Jeśli najbardziej udane płyty to te, które w trakcie realizacji sprawiały najwięcej przyjemności samym muzykom, koncertowe wydawnictwo duetu Leftfield pojawiło się w najlepszym dla niego czasie - tuż po zakończeniu australijskiej trasy, na którą Neil Barnes i Paul Daley wybrali się przed rokiem. W tournée po dalekim kontynencie autorzy niezapomnianych płyt "Leftism" oraz "Rhythm And Stealth", które wciąż wspomina się z wypiekami na twarzy, ruszyli zachęceni pozytywnym przyjęciem pierwszych powrotnych występów, do których doszło w 2010 roku - po ośmioletniej, długiej przerwie w działalności duetu. A bawili się tam na tyle świetnie, że zechcieli pocztówką z Australii podzielić się i z nami.

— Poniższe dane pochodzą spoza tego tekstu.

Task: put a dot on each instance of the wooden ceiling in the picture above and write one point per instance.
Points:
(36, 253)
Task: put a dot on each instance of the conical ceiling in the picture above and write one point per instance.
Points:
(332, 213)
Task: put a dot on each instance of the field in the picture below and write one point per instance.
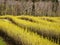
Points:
(29, 30)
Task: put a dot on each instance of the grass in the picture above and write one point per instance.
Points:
(2, 42)
(24, 36)
(29, 30)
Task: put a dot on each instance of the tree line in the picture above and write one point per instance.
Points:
(29, 7)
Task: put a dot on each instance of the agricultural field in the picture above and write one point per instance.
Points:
(29, 30)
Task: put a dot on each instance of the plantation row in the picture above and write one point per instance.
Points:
(29, 30)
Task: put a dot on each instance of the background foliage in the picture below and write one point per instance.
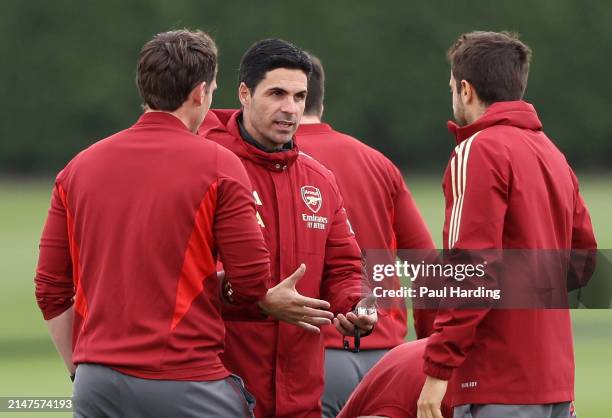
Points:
(68, 69)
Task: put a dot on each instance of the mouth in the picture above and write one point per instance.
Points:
(284, 124)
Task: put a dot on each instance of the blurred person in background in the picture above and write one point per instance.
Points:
(383, 215)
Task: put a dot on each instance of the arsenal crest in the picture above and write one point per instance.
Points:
(312, 197)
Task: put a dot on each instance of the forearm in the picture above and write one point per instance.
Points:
(60, 329)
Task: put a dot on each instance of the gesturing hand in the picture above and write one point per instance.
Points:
(284, 303)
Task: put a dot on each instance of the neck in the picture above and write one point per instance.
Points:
(181, 115)
(249, 133)
(476, 112)
(310, 119)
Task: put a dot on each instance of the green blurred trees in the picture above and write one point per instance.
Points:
(68, 69)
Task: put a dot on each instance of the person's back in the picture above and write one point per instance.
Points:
(141, 206)
(507, 187)
(532, 208)
(127, 276)
(391, 388)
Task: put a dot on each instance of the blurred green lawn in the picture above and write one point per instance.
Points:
(29, 365)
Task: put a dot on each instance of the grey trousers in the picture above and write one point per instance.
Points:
(343, 372)
(100, 391)
(557, 410)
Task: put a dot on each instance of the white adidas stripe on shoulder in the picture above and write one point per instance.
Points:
(459, 181)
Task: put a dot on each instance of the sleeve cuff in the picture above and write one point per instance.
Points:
(437, 371)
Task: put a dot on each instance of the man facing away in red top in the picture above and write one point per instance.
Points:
(506, 186)
(303, 220)
(392, 387)
(126, 277)
(383, 215)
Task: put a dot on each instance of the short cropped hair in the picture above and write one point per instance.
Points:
(316, 88)
(270, 54)
(171, 64)
(495, 63)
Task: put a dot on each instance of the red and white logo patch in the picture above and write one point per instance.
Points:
(312, 198)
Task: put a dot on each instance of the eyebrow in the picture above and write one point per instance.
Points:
(282, 90)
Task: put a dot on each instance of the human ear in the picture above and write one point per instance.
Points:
(244, 94)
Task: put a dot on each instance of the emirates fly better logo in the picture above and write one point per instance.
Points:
(312, 197)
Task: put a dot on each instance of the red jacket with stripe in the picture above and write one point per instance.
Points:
(132, 236)
(508, 187)
(303, 221)
(383, 215)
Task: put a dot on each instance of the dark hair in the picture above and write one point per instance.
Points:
(495, 63)
(268, 55)
(171, 64)
(316, 88)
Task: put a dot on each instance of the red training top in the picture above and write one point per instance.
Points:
(383, 215)
(303, 221)
(135, 225)
(508, 187)
(393, 386)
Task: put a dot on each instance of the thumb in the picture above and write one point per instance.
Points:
(296, 275)
(369, 301)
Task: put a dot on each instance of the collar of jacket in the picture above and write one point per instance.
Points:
(518, 113)
(249, 138)
(161, 118)
(273, 161)
(313, 128)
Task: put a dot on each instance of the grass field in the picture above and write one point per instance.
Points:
(29, 365)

Złośliwi powiedzą, że "Tourism" to kolejna - po "A Final Hit: Greatest Hits" - próba żerowania na kieszeni starych fanów dobrej, nasyconej dubem elektroniki. Kiedy ich ulubiony zespół nie ma już pomysłu na siebie, a chce jeszcze trochę zarobić, musi albo koncertować, albo wydawać starocie w nowych opakowaniach. Jest w tym sporo racji, w końcu zapis trasy po Australii opiera się głównie na najbardziej popularnych singlach Leftfield - z "Africa Shox" i "Original" na czele. W porównaniu jednak ze zbiorem największych przebojów wydanym w 2005 roku, "Tourism" wypada lepiej. Głównie za sprawą energii, jaka wylewa się z tego albumu - w koncertowych wersjach muzyka brytyjskiego duetu potrafi przyprawić o szybsze bicie serca lepiej niż wódka z podwójnym red bullem. Rozpędzające się z wolna kawałki mogą na pierwszy rzut ucha brzmieć nieznośnie za długo, siadająca niekiedy atmosfera psuć odbiór całości, ale to mimo wszystko przyjemna podróż do przeszłości. A przy okazji dobry podkład pod taneczną imprezę.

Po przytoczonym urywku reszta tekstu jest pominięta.